The data could be "practice changing" for the treatment of uveal melanoma, which lacks good treatment options, and patients respond poorly to checkpoint inhibitors due to a tendency toward low tumor mutation burden, according to lead researcher Jessica Hassel, associate professor and section head of dermato-oncology at the University Hospital Heidelberg in Germany.

In the Phase III trial, 378 HLA-A*02:01-positive metastatic uveal melanoma patients were randomized to Immunocore's bispecific fusion protein tebentafusp or investigator's choice of checkpoint inhibitors pembrolizumab (Merck's Keytruda) or ipilimumab (Bristol Myers Squibb's Yervoy), or dacarbazine chemotherapy. Most patients in the comparator arm received pembrolizumab (103 patients), with 15 patients on ipilimumab and seven patients on dacarbazine.

Hassel reported that at one year, the overall survival rate was 73 percent in the tebentafusp arm compared to 57.5 percent for those on investigator's choice of treatment. The disease control rate, including patients with stable disease at 12 weeks, was 46 percent on tebentafusp and 27 percent in the comparator arm.

The trial yielded low response rates: 9 percent among those on tebentafusp, with one patient having a complete response and 22 having partial responses, and 5 percent among those receiving standard treatments. Although the overall response rate analysis is immature, Hassel said the results were likely a function of the way this endpoint is measured using RECIST criteria. "One single new lesion will make the rate fall, but this treatment just needs time," Hassel said.

The researchers also analyzed overall survival in a subgroup of patients who had progressive disease and did not appear to benefit from tebentafusp treatment. In this group, at 100 days, more patients on tebentafusp were alive compared to those receiving standard therapies. Hassel and colleagues noted based on this analysis that RECIST criteria may underestimate the treatment responses to a T-cell receptor bispecific fusion protein like tebentafusp, which slows but may not stop disease progression.

Researchers further considered the association between clinical factors, such as rash, and overall survival in the trial. Out of 254 total patients treated with tebentafusp, 203 developed a rash, but the researchers determined there was no significant difference in overall survival based on this adverse event, Hassel said. She noted that most adverse events seen with tebentafusp, including the rash, were manageable and consistent with the drug's mechanism of action.

"This is the first ever study that has shown improvement in overall survival in patients with uveal melanoma," said AACR President Antoni Ribas in a press conference. "Patients with uveal melanoma that has become metastatic haven't had a new effective treatment for more 40 years. This trial showed improvement in overall survival by 50 percent in patients who receive tebentafusp."

Tebentafusp is a bispecific fusion protein that binds to and targets the gp100 antigen expressed in melanoma cells that are HLA-A*02:01-positive.

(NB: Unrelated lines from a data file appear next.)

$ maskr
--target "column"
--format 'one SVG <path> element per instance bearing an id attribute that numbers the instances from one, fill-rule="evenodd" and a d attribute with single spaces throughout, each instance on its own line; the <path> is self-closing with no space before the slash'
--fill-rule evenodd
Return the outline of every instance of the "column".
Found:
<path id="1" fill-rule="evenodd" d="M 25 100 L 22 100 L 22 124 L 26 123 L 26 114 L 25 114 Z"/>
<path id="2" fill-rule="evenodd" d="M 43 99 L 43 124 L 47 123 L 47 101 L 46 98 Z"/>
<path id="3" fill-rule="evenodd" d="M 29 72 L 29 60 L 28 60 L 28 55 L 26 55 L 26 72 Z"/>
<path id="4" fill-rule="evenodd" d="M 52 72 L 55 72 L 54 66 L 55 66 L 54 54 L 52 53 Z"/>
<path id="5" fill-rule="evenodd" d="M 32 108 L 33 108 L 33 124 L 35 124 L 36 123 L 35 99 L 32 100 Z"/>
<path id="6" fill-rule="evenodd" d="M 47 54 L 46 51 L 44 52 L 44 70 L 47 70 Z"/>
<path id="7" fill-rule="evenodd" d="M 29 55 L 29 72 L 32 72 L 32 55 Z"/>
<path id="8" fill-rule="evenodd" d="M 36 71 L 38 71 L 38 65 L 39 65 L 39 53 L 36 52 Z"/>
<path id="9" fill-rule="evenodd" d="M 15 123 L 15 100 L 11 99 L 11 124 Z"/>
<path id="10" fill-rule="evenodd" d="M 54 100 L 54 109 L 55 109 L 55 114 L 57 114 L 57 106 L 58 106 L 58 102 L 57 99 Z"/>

After identifying and binding to these cells, the drug redirects T cells to attack the gp100-expressing melanoma cells.

Since tebentafusp redirects T cells to recognize a part of the gp100 protein only presented on tumors by HLA-A*02:01, patients will have to be tested to gauge if their tumors have this cell surface molecule. Hassel said HLA-A*02:01 typing is not routine for uveal melanoma patients, but the test is well-established in most university hospitals and samples also can easily be sent to external labs offering HLA typing.

According to Hassel, this HLA type is common among Caucasians who are most likely to develop uveal melanoma, with roughly 50 percent of Caucasians expressing HLA-A*02:01. She noted during her presentation that gp100 is a better target in uveal melanoma than it is in cutaneous melanoma. "In almost all cases, when you test uveal melanoma, you will find gp100," she said.

In February, the US Food and Drug Administration granted breakthrough therapy designation to tebentafusp as a treatment for HLA-A*02:01-positive patients with unresectable or metastatic uveal melanoma. Immunocore has said it plans to submit a biologic license application to the FDA for tebentafusp in Q3 2021.